Empirical comparison / evaluation papers
-
A Comparative Study of DSPy Teleprompter Algorithms for Aligning Large Language Models Evaluation Metrics to Human Evaluation (2024)
- URL: https://arxiv.org/abs/2412.15298
- OpenAlex cited_by_count: 0
- Note: compares COPRO, MIPRO, BootstrapFewShot, BootstrapFewShot with Optuna, and KNN few-shot on hallucination detection judged against human labels.
-
Analyzing LLM Instruction Optimization for Tabular Fact Verification (2026)
- URL: https://arxiv.org/abs/2602.17937
- DOI: https://doi.org/10.18653/v1/2026.findings-eacl.161
- OpenAlex cited_by_count: 0
- Note: compares COPRO, MiPROv2, and SIMBA across direct prediction, CoT, ReAct+SQL, and CodeAct+Python, finding optimizer performance depends on the prompting regime.
Working synthesis
- The open technical question is no longer just “how do we find a better prompt string?” but “what is the right representation of an LM program, and which optimizer should operate over which parts of that representation?”

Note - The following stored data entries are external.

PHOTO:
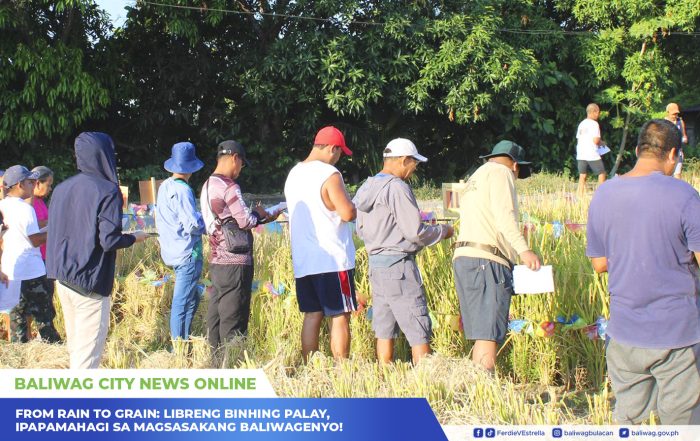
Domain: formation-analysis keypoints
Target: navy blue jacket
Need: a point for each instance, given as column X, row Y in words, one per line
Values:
column 85, row 230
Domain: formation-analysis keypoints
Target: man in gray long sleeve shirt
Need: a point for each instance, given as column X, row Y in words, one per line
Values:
column 389, row 222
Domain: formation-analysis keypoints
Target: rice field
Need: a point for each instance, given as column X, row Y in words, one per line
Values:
column 549, row 371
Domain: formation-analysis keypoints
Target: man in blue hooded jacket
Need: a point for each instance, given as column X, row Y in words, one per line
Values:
column 83, row 238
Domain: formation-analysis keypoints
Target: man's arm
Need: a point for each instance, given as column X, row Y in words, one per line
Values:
column 600, row 264
column 192, row 221
column 3, row 277
column 503, row 209
column 109, row 225
column 37, row 239
column 336, row 198
column 407, row 214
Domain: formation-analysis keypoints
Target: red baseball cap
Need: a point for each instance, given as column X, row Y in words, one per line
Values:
column 330, row 135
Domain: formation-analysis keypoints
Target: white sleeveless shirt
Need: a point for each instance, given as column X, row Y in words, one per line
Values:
column 321, row 240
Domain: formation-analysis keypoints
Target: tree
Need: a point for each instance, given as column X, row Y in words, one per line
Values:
column 48, row 83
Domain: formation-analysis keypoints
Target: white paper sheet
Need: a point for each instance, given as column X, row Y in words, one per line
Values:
column 526, row 281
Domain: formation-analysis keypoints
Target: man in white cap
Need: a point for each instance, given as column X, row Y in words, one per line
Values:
column 389, row 222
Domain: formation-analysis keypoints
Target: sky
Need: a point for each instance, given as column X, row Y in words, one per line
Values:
column 115, row 9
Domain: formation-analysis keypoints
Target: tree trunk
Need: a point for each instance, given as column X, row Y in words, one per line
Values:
column 623, row 142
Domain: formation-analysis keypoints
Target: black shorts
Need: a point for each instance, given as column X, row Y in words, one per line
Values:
column 330, row 293
column 596, row 167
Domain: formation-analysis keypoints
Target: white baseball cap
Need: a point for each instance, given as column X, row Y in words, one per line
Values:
column 403, row 147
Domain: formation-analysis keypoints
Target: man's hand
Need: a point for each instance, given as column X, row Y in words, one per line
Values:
column 530, row 259
column 274, row 216
column 140, row 236
column 450, row 231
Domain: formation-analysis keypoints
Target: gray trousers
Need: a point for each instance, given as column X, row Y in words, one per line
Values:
column 665, row 381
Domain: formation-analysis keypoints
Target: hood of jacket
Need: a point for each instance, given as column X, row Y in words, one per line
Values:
column 94, row 153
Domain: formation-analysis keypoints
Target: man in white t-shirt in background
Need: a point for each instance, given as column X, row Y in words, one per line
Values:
column 21, row 259
column 323, row 253
column 588, row 142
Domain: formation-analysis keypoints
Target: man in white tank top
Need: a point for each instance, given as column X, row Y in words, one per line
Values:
column 323, row 253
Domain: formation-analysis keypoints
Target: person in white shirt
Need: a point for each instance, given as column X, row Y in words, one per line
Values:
column 323, row 253
column 21, row 260
column 588, row 142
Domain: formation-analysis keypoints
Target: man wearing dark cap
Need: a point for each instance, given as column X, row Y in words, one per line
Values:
column 644, row 230
column 84, row 235
column 323, row 253
column 231, row 271
column 488, row 244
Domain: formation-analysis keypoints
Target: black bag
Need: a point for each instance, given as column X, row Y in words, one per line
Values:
column 237, row 241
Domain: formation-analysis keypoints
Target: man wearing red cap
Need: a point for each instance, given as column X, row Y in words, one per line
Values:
column 323, row 253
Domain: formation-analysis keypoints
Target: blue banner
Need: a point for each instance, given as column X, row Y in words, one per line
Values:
column 173, row 419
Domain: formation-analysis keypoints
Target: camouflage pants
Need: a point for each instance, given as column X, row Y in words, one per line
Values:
column 36, row 300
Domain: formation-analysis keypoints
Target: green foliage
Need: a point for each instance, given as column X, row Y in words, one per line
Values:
column 47, row 84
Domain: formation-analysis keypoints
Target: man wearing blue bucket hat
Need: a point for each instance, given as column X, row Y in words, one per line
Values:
column 180, row 228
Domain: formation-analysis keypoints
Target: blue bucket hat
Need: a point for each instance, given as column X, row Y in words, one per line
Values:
column 183, row 159
column 16, row 174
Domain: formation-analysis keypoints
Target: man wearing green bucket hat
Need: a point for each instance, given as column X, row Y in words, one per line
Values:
column 488, row 244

- DSPy and SAMMO push the representation side: typed/module-level prompt programs, symbolic transformations, and explicit constraints.
- RLPrompt, TEMPERA, OPRO, Promptbreeder, PromptAgent, TextGrad, and GEPA push different optimizer families over roughly the same object class.
- The evaluation papers suggest optimizer ranking is highly regime-dependent, which means the field still lacks a good abstraction for optimizer selection itself.